You may know that Lever was hailed as the ‘Soap King’ – and the museum has lots on his famous Sunlight Soap – but what you may not know is that Lever had a real flair for advertising, and bought fine art specifically to promote his Sunlight Soap. The influence of this strategy is explored in the display.
Visitors can experience what it was like to live and work in the village during the Edwardian and Victorian periods, and meet characters from the village’s past. The terrible loss and sacrifice experienced by those same villagers during the First World War is also explored.
The buildings themselves are also featured. Find out about the many architects who designed the houses, major buildings and landscapes of the village, and see a village model and a typical Port Sunlight house.
Our current exhibition Port Sunlight in Focus 1896 – 1916, showcases the work of the three local photographers who contributed most to the pictorial record of Port Sunlight village during its first 25 years. Rare and unpublished images of the village are displayed alongside some of the iconic views that helped Port Sunlight achieve worldwide fame.
There’s more on the exhibition here.
After you’ve visited the museum it’s time to explore the village itself. One of the best ways is through a self-guided walking tour. Pick up a map from the museum and look out for other places to visit along the way. There’s more here.

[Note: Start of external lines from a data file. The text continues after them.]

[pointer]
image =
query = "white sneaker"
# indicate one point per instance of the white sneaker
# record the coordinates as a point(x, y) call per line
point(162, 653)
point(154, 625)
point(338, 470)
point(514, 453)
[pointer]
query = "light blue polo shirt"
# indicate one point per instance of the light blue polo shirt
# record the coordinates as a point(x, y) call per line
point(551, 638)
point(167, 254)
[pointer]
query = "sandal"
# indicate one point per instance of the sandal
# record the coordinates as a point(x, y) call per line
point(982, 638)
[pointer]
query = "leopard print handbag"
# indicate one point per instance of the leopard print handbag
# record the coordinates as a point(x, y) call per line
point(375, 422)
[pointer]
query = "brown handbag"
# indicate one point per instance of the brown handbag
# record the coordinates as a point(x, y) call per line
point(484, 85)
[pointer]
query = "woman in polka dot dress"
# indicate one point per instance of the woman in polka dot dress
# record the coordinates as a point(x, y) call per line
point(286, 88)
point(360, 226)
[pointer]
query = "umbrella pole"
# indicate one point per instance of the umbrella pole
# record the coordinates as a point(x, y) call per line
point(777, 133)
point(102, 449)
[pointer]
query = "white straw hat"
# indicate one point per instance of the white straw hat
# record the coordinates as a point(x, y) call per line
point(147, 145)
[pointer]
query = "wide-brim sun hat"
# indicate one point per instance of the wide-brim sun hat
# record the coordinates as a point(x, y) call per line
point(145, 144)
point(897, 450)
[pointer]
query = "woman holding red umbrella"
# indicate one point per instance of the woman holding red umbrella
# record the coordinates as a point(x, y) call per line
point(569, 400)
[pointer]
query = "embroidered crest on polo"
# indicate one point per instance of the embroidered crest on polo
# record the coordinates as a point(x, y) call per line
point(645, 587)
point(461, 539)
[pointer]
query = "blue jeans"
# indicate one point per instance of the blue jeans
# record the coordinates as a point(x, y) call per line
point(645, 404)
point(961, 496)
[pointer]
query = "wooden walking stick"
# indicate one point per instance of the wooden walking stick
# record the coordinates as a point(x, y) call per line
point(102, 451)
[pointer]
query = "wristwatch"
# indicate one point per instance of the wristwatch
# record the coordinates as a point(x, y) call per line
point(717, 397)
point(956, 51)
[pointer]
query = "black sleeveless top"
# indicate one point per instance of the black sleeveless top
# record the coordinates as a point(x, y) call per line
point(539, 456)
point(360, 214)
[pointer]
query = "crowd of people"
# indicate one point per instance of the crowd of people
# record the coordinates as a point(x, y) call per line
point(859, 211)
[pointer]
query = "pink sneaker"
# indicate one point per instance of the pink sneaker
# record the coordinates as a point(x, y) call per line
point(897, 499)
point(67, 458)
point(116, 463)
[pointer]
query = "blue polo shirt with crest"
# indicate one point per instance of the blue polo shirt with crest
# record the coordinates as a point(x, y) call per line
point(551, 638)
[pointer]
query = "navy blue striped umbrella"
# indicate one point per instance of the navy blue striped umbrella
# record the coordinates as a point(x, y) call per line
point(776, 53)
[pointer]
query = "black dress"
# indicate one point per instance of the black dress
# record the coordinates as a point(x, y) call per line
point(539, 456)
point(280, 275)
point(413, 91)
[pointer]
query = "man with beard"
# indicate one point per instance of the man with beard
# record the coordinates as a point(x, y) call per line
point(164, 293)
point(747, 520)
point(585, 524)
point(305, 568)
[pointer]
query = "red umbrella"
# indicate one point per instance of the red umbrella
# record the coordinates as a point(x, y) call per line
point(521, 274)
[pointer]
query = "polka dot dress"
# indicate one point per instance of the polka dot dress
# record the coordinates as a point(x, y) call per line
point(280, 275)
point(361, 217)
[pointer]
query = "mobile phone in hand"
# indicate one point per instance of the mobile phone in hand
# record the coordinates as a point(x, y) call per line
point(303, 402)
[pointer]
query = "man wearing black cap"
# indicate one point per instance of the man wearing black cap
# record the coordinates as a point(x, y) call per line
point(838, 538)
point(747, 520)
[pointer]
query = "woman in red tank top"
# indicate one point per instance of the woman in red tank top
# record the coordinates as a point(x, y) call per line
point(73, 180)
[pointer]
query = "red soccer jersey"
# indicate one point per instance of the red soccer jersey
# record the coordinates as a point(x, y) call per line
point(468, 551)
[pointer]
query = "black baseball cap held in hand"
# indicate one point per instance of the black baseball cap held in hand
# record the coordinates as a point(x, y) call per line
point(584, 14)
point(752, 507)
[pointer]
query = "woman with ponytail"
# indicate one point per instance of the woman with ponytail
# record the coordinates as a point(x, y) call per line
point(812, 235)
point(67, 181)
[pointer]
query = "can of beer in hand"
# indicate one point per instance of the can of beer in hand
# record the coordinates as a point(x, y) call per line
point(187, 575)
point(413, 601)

We also have two village trails for families. ‘Explorers’ and ‘Past and Present’ can be picked up from the museum gift shop for just 60p each.
Gifts and tasty treats
No day trip is complete without a visit to a gift shop and a tasty treat. Port Sunlight Museum provides both.
We’ve a delicious Tea Room serving lunches, snacks, afternoon teas and special children’s lunch boxes.
Our gift shop has lots of beautiful, unique gifts and pocket money-priced souvenirs.